1993-10-02 - Single Value Pseudonyms

Header Data

From: hughes@ah.com (Eric Hughes)
To: cypherpunks@toad.com
Message Hash: d5f087a91f3452c544c5cac128199c76e63216e53daf9da56015548a671ea103
Message ID: <9310021641.AA09412@ah.com>
Reply To: <00083D17.MAI*Hastings@courier8.aero.org>
UTC Datetime: 1993-10-02 16:58:47 UTC
Raw Date: Sat, 2 Oct 93 09:58:47 PDT

Raw message

From: hughes@ah.com (Eric Hughes)
Date: Sat, 2 Oct 93 09:58:47 PDT
To: cypherpunks@toad.com
Subject: Single Value Pseudonyms
In-Reply-To: <00083D17.MAI*Hastings@courier8.aero.org>
Message-ID: <9310021641.AA09412@ah.com>
MIME-Version: 1.0
Content-Type: text/plain

>Someone posted a way to resist altered bank notes [...] by something
>called (if I remember right) a "cut-and-choose" protocol.
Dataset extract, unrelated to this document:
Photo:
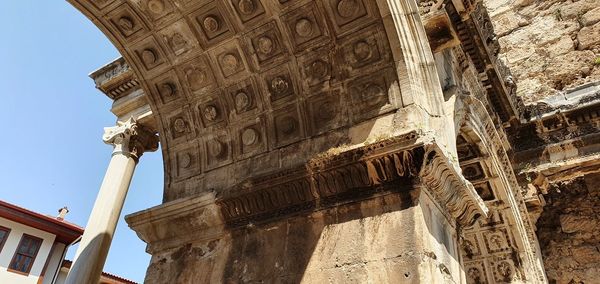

Karl Barrus posted this, and I've been meaning to respond to it.
Basically, Karl's scheme doesn't work.  With any cut-and-choose
protocol, there must be some assurance that the two things offered are
the same thing, and, in a series of them, that all the things offered
are the same thing.

With a blind signature, the signature itself is that which has value,
not the thing signed.  

>To make things very simple for a bank, I suggest having fixed value digital
>pseudonyms for each value of bank note. For example, the Bank of Hastings on
>Kent would use "AU 500 mg from HoK Bank" as the user name for all signed 500
>milligram gold certificates.

Basically yes.  More accurately, the bank has one key for each
denomination for each particular time range.  The key is the
significant entity here, not the user name.  The blind signer could
make a regular signature attaching a name to that key, of course.